Less searchable M0rd4nt
13:59 / 08.04.06
Hit a nerve? I feel very strongly that people have a responsibility to think about how their behavior might affect the people around them. If I saw some stranger bearing down on me shouting random abuse, I think I might feel a bit unnerved, yeah. If I were physically a lot weaker than that person, I'd feel even worse. I used to have a schizophrenic mate who I've now lost touch with who'd have been scared to death by something like that, maybe even refusing to leave the house for days afterwards. Back when I used to sport a big purple mowie, or later when I had no hair at all, I took into consideration the way my chosen appearance might affect people, especially people from a different generation or culture and people who were physically frailer than me. Even now I look less extreme, I still steps to reduce the potential for fear and anxiety, like stepping to one side, maybe smiling a little, acting courteously. If I feel the need to act like a maniac, and I frequently do, I go off somewhere I'm not going to cause undue distress. I don't believe that the world owes me an audience for my inner demons.
 
 
Quantum
14:41 / 08.04.06
Hear hear. A man came in the pub the other day with MILLWALL tattooed on his knuckles who looked like he could kill you with his thumb, ordered a pint in a polite plummy voice and was generally nice as pie to everyone around him. I prefer that to 'normal' people striding down the road swearing and spraying aggression everywhere, there's enough of that already thanks. 'Be mindful of your effect on others' is surely sound advice?
No wonder London is such a nice, relaxing place.
 
 
Digital Hermes
16:50 / 08.04.06
I just sort of skirted through the thread, not reading everything, so if what I'm saying has already been said, or is just in general useless, feel free to heap the hosts of your flame attacks upon my humble post. Anyway...

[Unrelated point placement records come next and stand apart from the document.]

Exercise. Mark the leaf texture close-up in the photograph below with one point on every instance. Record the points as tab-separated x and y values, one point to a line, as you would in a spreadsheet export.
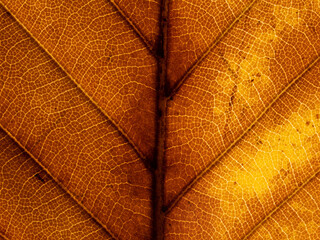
159	119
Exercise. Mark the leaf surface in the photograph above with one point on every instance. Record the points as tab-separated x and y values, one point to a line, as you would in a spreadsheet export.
159	119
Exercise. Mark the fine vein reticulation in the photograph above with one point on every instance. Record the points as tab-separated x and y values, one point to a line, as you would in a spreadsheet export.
165	120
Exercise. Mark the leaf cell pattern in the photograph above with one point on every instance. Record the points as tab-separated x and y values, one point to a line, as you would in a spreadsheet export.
186	119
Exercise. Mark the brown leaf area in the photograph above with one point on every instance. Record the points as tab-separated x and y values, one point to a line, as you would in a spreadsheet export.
184	119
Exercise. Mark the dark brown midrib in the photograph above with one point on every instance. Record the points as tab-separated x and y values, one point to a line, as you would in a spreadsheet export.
158	162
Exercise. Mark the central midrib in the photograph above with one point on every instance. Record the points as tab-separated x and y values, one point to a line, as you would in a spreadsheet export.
161	109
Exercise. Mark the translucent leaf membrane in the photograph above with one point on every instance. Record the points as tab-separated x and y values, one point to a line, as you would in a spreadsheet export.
265	51
194	26
144	15
101	53
57	124
33	206
299	218
277	157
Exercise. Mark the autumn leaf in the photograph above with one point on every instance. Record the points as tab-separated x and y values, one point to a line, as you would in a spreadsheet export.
159	119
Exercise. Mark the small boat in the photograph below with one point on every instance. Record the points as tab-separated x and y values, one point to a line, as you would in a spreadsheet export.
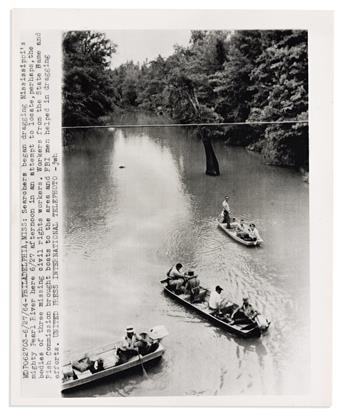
242	325
73	378
233	234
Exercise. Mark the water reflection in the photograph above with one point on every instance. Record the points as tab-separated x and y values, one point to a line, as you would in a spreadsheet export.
125	226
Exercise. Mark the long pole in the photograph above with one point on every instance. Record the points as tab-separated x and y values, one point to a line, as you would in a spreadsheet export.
172	125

The danger of the 'sheeple' apellation is the us/them implication, and the better/worse that goes with it. Nine times out of ten, trying to explain to a 'sheeple' why they are 'asleep' and whatnot, ends up that the biography of that person up that point has led them to sometimes, a choice of lesser evils, and that the archtype of the disconnected drone, purely consuming what they are handed, is just that an archtype. With no literal basis, since very few are that far along the spectrum.

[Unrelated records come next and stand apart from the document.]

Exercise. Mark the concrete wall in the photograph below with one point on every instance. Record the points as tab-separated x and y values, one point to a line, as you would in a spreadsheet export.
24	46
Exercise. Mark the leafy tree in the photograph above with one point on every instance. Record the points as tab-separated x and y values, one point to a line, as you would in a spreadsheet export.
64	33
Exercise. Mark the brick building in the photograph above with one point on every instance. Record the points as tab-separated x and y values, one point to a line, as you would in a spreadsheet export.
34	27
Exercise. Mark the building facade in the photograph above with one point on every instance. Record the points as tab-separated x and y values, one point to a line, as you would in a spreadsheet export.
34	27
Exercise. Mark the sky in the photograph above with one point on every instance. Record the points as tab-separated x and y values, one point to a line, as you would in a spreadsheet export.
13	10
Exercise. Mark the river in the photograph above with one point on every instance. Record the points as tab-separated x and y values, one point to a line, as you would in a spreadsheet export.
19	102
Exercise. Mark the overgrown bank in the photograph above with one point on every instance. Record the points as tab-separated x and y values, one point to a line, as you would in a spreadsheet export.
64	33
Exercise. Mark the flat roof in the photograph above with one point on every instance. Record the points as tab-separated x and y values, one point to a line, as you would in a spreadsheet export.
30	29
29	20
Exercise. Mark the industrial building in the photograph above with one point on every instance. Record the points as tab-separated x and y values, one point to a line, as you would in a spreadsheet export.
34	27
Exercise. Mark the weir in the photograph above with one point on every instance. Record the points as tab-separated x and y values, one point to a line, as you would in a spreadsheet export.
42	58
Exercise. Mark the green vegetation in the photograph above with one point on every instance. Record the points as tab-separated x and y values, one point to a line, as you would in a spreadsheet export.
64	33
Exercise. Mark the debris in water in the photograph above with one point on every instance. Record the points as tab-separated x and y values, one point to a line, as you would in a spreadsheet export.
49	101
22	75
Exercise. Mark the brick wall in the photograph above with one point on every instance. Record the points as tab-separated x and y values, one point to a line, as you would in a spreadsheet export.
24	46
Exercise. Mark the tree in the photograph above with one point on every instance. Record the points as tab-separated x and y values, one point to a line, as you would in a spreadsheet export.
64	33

The other element is that it smells of 'magic as therapy' in the sense that the us/them dichotomy is also empowering, at least for those considering themselves 'free.'

Let people be as they want to; no-one has any right (or even the proper information) to judge the lives they've lived. That said, they have every right to share their own lives, and what they've learned. As a writer, a poet, and a theatre director, I very specifically think part of my job is to show the transcendance that is possible in the 'mundane' world, but how will my readers or audience listen to me, if I'm calling them sheep?
 
 
All Acting Regiment
16:58 / 08.04.06
Their meaning becomes diluted when you talk about them. Hence the traditional magickal vow of silence.

Their meaning to you? So, the things and ideas that help you in some way become less good for you when you share them?

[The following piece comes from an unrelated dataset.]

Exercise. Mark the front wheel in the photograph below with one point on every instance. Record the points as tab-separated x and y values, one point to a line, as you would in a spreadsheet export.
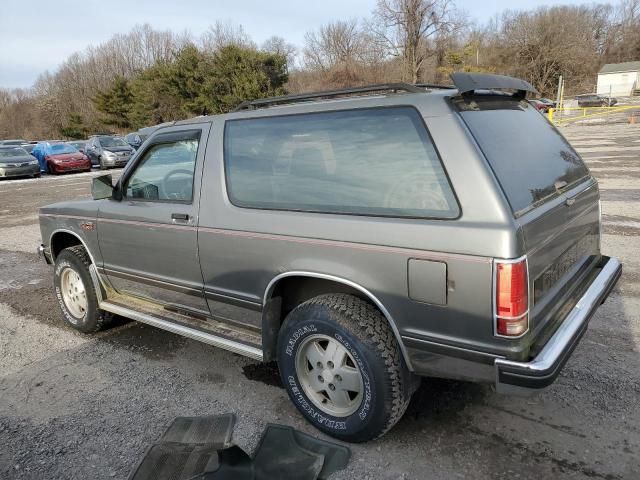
342	367
76	293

I can see there's a certain power in secret knowledge et al, in fact I even remember quite clearly copying occult symbols on to school exercisebooks and the like when I was 12 in a childish attempt to "get one over" on various people by scaring/upsetting them- the point was that "I knew" what the symbols meant, and "no-one else did". As I say, childish, but at one stage I was happily doing this pretty much every day.

In truth, I find discussing "cool thing x" with people can actually be far more beneficial because it shows up the problems with "cool thing x" and shows you where it might have been going wrong. Thus making it better and purer when you get rid of those negatives.